Engagement with stakeholders

My fieldwork in Nairobi and Lahore consisted of 18 interviews with software developers, government officials and activists in Nairobi & Lahore. The key projects in my study were the Kenya Open Data Initiative (the Kenyan Government's work to share government data), Data.gov.pk (an Open Data Initiative by the Government of the Punjab, Pakistan), Ushahidi (a crowdsourced crisis reporting tool) and some of its most successful instances, and the Citizen Feedback Model (a project in the Punjab Government to monitor public service delivery by directly calling affected citizens).

Articulation of the Human Infrastructure of Open Data Systems

I present a common methodology to frame open data systems as consisting of three types of actors: data providers, software owners, and action agents. I argue that the consistent failure of many open data systems to stand the test of time can be traced back to the collapse of links between these actors. Technology should reduce costs of interaction, strengthening relationships and sustaining open data systems. The diagram below shows flows of data as solid lines, and other influences between actors as dotted lines.

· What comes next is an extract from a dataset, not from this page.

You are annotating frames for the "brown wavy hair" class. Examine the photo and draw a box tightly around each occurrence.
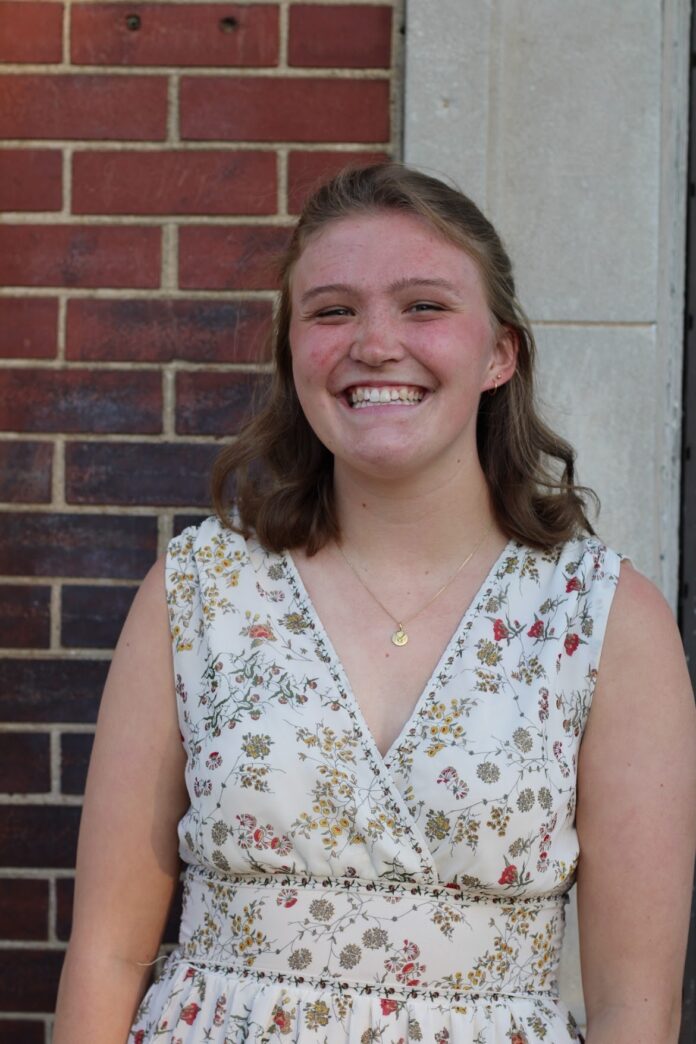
[212,163,597,554]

Translation of Needs to Technology

My case study was developing simple toolkits for voter registration, a process relevant in Kenya & Pakistan.

An SMS query system that allows citizens to find out where their Voter Registration Centers are by texting in where they are located. This system strengthens the links between software owners and action agents by providing a simple, extensible toolkit to create SMS query systems across various domains. Chutney makes use of an existing dataset of Voter Registration Centers in Kenya.

Design goals were to minimize conversation lengths, always provide a helpful response, prevent format trap, and to be customizable & re-deployable.

A simple linguistic approach makes the system easy to install. Queries look for keywords. If unique, results are delivered automatically. Otherwise simple disambiguations are requested. No complex language models are required.

The system is powered by a novel approach to responding to natural language queries. Instead of creating complex language models, this algorithm searches for tokens in the query, that match any keyword in the database. Upon finding a match each keyword is attached to the column of the database it matches in, and then these column values used to lookup another column against a specific record in the database.

This was supplemented with a crowdsourcing tool to digitize voter lists. Crowdsourcing reduces costs and takes advantage of ad-hoc volunteer organization which was collecting and scanning images of these lists during Pakistani elections.